Si Les Enfants du Temps est un film gris, c’est qu’il raconte l’histoire d’un monde – et ce monde est Tokyo – où la pluie, désormais, n’arrête plus de tomber. Depuis maintenant des mois, le cours du temps s’est détraqué au point que le soleil n’apparaisse plus, caché derrière des nuages immenses (ce sont des cumulonimbus) qui ne s’amenuisent pas et stagnent au-dessus de la ville. Et au point surtout que l’eau monte, petit à petit mais d’une manière inarrêtable, inondant les rues, les maisons, et dérangeant le passage des saisons. Le climat certes s’est déréglé ; en plus de pleuvoir toute l’année, il neige également en été ; et le film maintiendra sa course dans des jours sans soleil, dans une nuit sans lune devenue grise et permanente qui ne finit pas d’avancer. Au point que Les Enfants du Temps, comprenons-le, soit une vraie tragédie. Son gris n’est pas une faute de goût mais un gris de nécessité, qui dit que si le cours du temps à présent est cassé, il est finalement de grands risques que nous ne puissions le réparer. Le monde s’est mis à pleuvoir ; cette pluie nouvelle, il faudra l’accepter.

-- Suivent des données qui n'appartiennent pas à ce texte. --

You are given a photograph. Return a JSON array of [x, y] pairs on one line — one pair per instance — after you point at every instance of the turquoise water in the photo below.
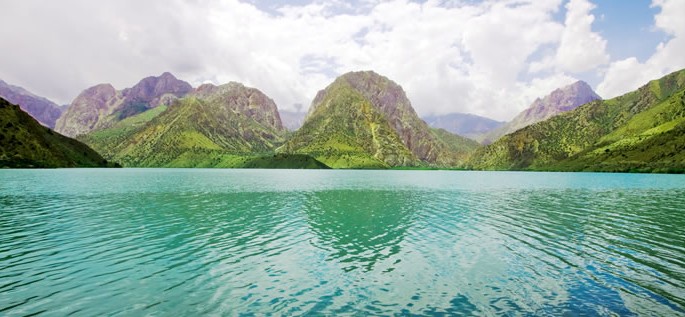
[[186, 242]]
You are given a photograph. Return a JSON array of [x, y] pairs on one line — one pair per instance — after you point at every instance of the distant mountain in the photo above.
[[292, 120], [102, 106], [24, 142], [643, 131], [41, 109], [464, 124], [214, 126], [559, 101], [364, 120]]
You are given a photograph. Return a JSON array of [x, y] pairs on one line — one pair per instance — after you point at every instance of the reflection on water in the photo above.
[[360, 228], [195, 242]]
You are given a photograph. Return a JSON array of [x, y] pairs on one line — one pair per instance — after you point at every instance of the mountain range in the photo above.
[[25, 143], [360, 120], [642, 131], [364, 120], [464, 124], [558, 101], [101, 106], [213, 126]]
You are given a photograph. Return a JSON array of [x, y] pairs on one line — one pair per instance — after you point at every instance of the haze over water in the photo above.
[[88, 242]]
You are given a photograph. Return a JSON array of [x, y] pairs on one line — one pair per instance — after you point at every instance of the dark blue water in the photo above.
[[90, 242]]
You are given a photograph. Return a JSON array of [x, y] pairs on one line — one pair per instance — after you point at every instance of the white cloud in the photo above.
[[491, 58], [629, 74], [580, 49]]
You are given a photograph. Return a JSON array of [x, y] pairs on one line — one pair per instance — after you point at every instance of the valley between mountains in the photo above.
[[361, 120]]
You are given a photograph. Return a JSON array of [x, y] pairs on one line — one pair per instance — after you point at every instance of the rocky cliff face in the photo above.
[[292, 120], [41, 109], [101, 106], [237, 98], [367, 119], [464, 124], [214, 126], [25, 143], [643, 130], [559, 101]]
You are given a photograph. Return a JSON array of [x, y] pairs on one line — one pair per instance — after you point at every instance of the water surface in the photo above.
[[88, 242]]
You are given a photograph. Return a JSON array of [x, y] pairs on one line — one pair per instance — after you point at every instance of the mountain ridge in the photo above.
[[40, 108], [364, 120], [643, 130], [558, 101], [25, 143]]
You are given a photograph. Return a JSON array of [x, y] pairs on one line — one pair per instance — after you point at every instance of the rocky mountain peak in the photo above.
[[41, 109], [236, 97], [558, 101], [151, 88]]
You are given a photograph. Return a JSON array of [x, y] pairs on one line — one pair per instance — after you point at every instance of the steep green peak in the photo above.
[[667, 85], [382, 92], [239, 98]]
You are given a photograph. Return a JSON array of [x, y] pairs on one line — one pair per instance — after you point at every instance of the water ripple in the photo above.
[[228, 242]]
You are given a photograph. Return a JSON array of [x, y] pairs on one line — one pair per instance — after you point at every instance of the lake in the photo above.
[[187, 242]]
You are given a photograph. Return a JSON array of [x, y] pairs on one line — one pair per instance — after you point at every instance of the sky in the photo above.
[[490, 57]]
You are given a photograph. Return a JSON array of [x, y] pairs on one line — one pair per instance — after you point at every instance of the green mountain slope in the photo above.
[[26, 143], [102, 106], [224, 126], [639, 131], [364, 120]]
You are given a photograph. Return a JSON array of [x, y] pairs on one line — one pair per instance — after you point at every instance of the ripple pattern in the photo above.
[[259, 242]]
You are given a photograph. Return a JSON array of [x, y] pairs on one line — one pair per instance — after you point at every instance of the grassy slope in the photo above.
[[293, 161], [641, 130], [345, 131], [190, 133], [458, 146], [26, 143]]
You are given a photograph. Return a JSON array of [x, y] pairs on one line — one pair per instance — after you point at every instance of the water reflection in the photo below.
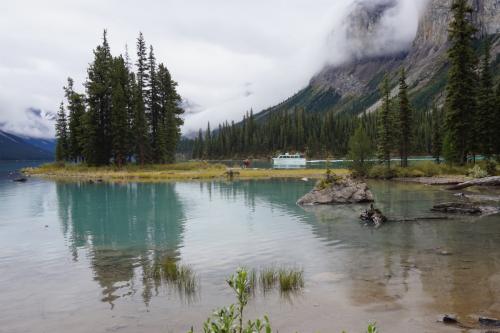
[[127, 228], [447, 266], [133, 233]]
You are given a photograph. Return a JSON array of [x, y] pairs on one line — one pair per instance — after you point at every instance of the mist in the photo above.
[[227, 56]]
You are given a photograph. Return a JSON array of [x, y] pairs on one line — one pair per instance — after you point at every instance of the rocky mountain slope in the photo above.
[[352, 87]]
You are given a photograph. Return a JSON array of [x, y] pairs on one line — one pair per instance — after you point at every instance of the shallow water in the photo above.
[[73, 257]]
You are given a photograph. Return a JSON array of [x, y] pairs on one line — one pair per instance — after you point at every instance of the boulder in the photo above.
[[339, 191], [373, 216]]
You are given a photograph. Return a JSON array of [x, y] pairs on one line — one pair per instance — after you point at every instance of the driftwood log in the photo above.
[[487, 181], [373, 215]]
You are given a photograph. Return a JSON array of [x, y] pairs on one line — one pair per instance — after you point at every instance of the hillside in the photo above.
[[13, 147], [353, 86]]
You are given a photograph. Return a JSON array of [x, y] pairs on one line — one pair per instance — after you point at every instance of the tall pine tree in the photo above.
[[385, 124], [76, 108], [61, 135], [119, 121], [460, 102], [99, 91], [404, 120]]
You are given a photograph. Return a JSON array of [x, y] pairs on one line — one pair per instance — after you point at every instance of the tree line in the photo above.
[[123, 116], [461, 129]]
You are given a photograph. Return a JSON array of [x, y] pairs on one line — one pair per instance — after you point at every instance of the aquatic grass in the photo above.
[[230, 319], [168, 172], [290, 279], [268, 278], [177, 275]]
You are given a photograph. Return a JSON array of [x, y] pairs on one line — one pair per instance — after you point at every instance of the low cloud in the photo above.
[[228, 56]]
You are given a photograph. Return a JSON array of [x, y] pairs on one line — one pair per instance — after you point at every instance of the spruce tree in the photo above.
[[360, 150], [460, 102], [437, 134], [98, 124], [170, 111], [497, 123], [485, 120], [119, 124], [76, 108], [404, 120], [153, 109], [208, 142], [61, 135], [142, 147], [385, 129]]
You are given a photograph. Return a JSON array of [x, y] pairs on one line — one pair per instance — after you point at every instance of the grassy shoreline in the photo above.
[[168, 172]]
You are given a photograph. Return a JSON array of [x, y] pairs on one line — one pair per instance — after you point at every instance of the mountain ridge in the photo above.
[[352, 87], [15, 147]]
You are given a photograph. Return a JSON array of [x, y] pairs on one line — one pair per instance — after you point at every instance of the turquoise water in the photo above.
[[73, 257]]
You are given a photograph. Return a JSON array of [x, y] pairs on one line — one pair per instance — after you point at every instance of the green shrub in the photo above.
[[490, 167], [477, 172], [381, 172], [230, 319]]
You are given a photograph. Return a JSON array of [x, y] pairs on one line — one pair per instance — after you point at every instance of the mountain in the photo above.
[[352, 87], [13, 147]]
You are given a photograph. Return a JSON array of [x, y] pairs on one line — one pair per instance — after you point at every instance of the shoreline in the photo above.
[[157, 174]]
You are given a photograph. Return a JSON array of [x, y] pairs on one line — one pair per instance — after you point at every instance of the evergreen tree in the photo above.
[[485, 120], [360, 150], [460, 102], [120, 114], [61, 135], [404, 121], [142, 148], [170, 113], [385, 127], [98, 124], [497, 122], [208, 142], [76, 108], [437, 136], [142, 65], [153, 111]]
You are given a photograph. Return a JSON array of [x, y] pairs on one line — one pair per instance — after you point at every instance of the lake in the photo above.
[[74, 257]]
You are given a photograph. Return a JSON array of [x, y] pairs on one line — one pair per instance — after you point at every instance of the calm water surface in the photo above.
[[73, 257]]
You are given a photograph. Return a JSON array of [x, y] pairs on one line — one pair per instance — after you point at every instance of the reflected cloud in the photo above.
[[126, 228]]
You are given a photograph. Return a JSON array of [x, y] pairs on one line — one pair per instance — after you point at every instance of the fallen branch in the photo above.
[[487, 181]]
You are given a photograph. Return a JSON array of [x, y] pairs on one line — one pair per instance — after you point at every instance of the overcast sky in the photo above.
[[227, 55]]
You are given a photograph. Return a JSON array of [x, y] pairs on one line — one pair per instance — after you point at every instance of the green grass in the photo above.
[[167, 172], [268, 278], [177, 275], [287, 279], [290, 279]]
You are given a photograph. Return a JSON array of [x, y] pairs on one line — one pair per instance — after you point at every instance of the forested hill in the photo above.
[[320, 119], [352, 87]]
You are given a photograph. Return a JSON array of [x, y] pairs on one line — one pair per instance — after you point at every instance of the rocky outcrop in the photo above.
[[341, 191], [465, 208], [487, 181]]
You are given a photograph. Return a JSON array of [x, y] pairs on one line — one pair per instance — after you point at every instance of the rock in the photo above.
[[457, 208], [340, 191], [487, 181], [465, 208], [374, 216], [490, 322], [450, 319], [20, 179]]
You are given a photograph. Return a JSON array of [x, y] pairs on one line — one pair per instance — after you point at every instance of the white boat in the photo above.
[[289, 160]]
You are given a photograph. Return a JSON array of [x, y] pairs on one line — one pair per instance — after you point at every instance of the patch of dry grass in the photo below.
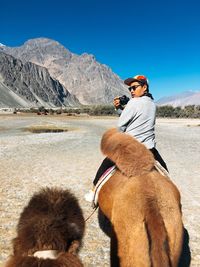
[[45, 129]]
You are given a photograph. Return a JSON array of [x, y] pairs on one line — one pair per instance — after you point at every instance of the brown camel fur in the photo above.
[[52, 220], [142, 205]]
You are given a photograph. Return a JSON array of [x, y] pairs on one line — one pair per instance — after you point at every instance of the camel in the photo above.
[[49, 231], [143, 206]]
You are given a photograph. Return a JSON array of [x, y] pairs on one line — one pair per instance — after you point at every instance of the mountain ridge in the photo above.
[[90, 81]]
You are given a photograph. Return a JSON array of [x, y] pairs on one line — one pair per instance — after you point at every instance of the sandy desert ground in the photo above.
[[30, 161]]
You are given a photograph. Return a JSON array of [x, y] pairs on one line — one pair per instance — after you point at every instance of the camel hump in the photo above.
[[157, 235], [131, 157]]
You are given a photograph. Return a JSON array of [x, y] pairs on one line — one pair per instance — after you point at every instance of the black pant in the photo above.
[[107, 163]]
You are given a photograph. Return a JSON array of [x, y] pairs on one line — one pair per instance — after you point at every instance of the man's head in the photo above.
[[138, 85]]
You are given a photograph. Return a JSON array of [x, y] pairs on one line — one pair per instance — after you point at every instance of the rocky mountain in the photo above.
[[183, 99], [29, 85], [84, 77]]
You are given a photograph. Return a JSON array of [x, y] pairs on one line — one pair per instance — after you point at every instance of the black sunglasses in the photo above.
[[134, 87]]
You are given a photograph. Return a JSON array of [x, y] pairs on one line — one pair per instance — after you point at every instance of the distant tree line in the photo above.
[[190, 111]]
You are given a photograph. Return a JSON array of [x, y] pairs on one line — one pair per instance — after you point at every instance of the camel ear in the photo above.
[[73, 249]]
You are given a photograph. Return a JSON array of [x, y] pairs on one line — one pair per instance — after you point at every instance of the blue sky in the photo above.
[[160, 39]]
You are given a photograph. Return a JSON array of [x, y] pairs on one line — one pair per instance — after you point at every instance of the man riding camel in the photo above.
[[137, 119]]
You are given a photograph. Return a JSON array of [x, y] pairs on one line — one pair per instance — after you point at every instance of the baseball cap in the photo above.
[[137, 78]]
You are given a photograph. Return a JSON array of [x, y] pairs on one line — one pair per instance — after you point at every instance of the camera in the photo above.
[[123, 100]]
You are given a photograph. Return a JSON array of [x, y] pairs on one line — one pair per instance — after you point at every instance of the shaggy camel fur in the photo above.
[[52, 222], [142, 205]]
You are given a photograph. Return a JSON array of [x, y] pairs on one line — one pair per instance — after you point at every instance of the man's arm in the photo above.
[[126, 116]]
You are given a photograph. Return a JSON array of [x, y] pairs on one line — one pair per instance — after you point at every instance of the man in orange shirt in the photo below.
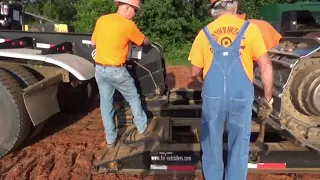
[[270, 35], [224, 51], [112, 35]]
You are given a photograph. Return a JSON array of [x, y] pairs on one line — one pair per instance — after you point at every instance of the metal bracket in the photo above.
[[42, 95]]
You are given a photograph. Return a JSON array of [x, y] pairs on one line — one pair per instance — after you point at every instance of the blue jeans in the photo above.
[[109, 79]]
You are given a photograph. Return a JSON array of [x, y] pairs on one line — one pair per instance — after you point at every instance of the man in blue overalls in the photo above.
[[224, 52]]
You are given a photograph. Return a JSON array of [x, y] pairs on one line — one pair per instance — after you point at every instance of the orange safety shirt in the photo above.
[[224, 30], [112, 34], [270, 35]]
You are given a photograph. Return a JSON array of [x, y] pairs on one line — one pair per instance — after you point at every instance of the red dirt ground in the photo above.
[[67, 146]]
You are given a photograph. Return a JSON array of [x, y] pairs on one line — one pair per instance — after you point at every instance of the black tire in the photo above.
[[14, 121], [25, 79]]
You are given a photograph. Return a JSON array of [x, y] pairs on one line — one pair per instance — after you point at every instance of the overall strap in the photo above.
[[213, 43], [237, 42]]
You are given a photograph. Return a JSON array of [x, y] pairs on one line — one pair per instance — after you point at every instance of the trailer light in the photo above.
[[74, 83], [113, 165]]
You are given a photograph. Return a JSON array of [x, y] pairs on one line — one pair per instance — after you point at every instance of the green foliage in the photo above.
[[172, 23], [88, 11]]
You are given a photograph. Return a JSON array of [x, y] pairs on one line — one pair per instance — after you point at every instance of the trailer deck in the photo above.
[[174, 146]]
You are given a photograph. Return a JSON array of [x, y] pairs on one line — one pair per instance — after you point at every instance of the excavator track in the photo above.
[[296, 64]]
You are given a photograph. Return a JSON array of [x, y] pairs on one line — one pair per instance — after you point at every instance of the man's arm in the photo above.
[[266, 73], [196, 57], [260, 55], [137, 37], [94, 34]]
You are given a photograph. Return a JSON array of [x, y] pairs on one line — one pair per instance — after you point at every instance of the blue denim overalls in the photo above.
[[227, 94]]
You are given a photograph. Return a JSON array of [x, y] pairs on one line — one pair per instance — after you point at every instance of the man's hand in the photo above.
[[265, 108]]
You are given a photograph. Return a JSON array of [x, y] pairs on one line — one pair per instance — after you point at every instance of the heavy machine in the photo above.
[[42, 73]]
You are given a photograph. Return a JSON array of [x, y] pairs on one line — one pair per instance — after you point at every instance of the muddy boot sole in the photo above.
[[151, 125]]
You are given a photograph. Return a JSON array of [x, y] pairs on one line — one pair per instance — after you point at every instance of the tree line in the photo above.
[[172, 23]]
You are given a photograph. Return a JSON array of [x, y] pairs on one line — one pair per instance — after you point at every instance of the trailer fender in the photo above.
[[41, 100], [81, 68]]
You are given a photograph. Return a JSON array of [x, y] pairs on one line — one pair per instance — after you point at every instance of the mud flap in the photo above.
[[41, 100]]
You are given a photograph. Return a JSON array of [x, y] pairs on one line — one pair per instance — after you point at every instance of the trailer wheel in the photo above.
[[25, 79], [14, 121], [78, 98]]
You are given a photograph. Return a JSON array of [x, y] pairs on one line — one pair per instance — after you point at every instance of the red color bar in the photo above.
[[181, 168], [271, 165]]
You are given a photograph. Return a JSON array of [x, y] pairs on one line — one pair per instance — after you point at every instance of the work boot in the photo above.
[[150, 127], [104, 144]]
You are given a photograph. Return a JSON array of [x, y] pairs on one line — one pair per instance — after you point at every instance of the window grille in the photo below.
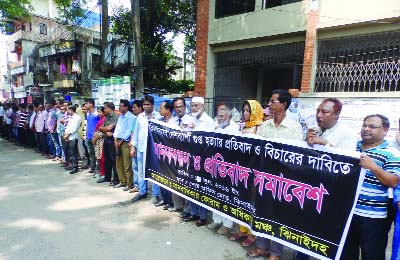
[[364, 63]]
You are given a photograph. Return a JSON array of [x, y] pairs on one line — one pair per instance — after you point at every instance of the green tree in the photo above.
[[18, 10], [158, 18], [21, 10], [70, 10]]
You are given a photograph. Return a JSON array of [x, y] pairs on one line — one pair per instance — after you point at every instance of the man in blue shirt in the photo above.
[[122, 137], [368, 230], [92, 118]]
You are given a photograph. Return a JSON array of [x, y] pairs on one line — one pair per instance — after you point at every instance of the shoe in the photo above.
[[184, 215], [73, 171], [160, 203], [133, 190], [223, 231], [101, 180], [120, 185], [167, 207], [201, 222], [173, 209], [156, 200], [213, 226], [139, 197], [190, 218]]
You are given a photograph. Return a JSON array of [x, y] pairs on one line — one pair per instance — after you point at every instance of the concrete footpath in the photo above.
[[46, 213]]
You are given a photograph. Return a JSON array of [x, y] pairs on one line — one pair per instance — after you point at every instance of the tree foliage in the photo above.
[[70, 10], [158, 18], [15, 10], [21, 10]]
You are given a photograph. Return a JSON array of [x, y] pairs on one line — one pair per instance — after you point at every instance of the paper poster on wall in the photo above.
[[353, 112]]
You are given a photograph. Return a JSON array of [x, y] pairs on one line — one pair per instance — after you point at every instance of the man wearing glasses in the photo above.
[[368, 228], [278, 127], [330, 132], [122, 137]]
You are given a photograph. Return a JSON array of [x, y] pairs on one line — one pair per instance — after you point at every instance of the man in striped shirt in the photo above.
[[368, 230]]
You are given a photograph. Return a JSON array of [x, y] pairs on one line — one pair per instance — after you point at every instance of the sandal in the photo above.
[[133, 190], [256, 253], [237, 236], [248, 241]]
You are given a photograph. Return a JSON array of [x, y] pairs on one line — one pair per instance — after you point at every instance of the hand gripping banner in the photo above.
[[282, 190]]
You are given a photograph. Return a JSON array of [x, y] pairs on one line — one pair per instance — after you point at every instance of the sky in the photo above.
[[178, 40], [177, 43]]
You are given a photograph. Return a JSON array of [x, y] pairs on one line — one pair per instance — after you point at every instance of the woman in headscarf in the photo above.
[[252, 118], [98, 142], [396, 234]]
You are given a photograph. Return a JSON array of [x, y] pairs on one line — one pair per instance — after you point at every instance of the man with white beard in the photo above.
[[201, 121], [224, 125]]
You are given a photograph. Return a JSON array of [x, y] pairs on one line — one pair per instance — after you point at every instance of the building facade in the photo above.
[[245, 49], [50, 60]]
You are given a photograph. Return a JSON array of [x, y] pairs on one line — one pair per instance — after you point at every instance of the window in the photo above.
[[360, 63], [273, 3], [43, 28], [224, 8]]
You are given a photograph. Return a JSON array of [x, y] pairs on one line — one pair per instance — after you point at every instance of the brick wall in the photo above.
[[201, 47], [311, 34]]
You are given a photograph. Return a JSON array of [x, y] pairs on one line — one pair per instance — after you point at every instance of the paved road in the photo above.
[[46, 213]]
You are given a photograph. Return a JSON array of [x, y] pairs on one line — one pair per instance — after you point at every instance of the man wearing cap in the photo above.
[[201, 121], [330, 133], [280, 126]]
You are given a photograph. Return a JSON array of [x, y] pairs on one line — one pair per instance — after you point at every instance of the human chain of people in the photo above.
[[277, 180]]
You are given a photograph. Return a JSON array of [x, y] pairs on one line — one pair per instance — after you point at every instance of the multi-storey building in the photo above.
[[247, 48], [49, 59]]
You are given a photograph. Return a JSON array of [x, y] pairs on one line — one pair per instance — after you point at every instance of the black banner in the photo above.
[[285, 191]]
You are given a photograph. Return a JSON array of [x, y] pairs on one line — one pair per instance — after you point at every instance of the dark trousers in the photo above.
[[9, 131], [22, 135], [92, 155], [43, 143], [110, 170], [166, 196], [65, 148], [73, 150], [1, 126], [37, 139], [50, 144], [30, 138], [367, 234], [85, 146]]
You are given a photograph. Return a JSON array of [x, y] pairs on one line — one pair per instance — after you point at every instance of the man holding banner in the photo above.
[[201, 121], [368, 230], [278, 127], [331, 133], [138, 148]]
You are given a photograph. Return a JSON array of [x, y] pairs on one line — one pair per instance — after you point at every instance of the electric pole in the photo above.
[[135, 9], [104, 34]]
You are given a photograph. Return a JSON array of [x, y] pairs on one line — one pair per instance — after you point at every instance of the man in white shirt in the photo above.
[[331, 133], [180, 119], [1, 119], [71, 134], [224, 116], [139, 146], [202, 122]]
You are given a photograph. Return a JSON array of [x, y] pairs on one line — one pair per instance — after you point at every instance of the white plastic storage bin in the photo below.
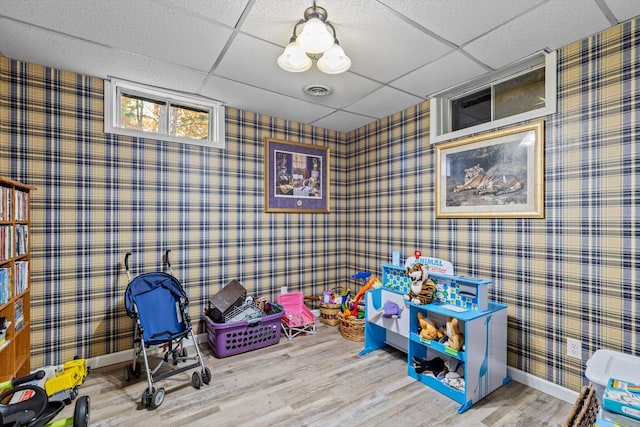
[[605, 364]]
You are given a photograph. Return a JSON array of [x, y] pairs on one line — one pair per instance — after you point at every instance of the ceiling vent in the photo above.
[[317, 89]]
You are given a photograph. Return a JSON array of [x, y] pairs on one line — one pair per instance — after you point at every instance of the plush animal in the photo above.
[[456, 339], [428, 329], [422, 288]]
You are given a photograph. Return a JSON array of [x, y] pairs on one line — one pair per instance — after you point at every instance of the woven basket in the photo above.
[[585, 410], [351, 327], [329, 313]]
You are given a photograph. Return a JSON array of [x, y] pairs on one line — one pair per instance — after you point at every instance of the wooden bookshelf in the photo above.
[[15, 278]]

Shinkai, toutefois, ne nous parle pas ici en métaphore, et Les Enfants du Temps n’est pas un film écologiste. Sur la fameuse question du dérèglement climatique, le film, d’ailleurs, serait plutôt du genre sceptique. Sans doute, dit-il, peut-il y avoir de grands changements, mais ceux-ci certainement ne sont pas de notre fait, encore moins de notre ressort, et quelques-uns de nos ancêtres pourraient également nous parler des histoires des époques passées où des choses similaires avaient déjà pu se produire ; les océans, le ciel et les terres immergées partagent depuis toujours des relations qui nous échappent, ont des zones de frictions que nous ne pouvons pas intégrer, sinon dans des rapports qui ne peuvent qu’être spirituels et rester impensés. Une légende raconte même qu’en des situations pareilles, la seule solution qui existe pour rétablir l’équilibre des choses serait d’avoir recours à des prêtres du temps – des prêtres qui sont souvent des enfants, et partageraient avec les éléments de rapports fabuleux d’intimité qui leurs permettraient notamment un contrôle de la pluie. Du moins jusqu’au jour terrifiant où le temps se dégrade encore, approche un point de non-retour, et où ces enfants jusque-là élus doivent être rendus au monde dont ils pouvaient connaître les secrets les plus graves, afin d’être sacrifiés en échange d’un renvoi des choses à la normalité. Et si cet échange n’a pas lieu, on devine que le monde, en attendant la catastrophe, de plus en plus deviendra gris.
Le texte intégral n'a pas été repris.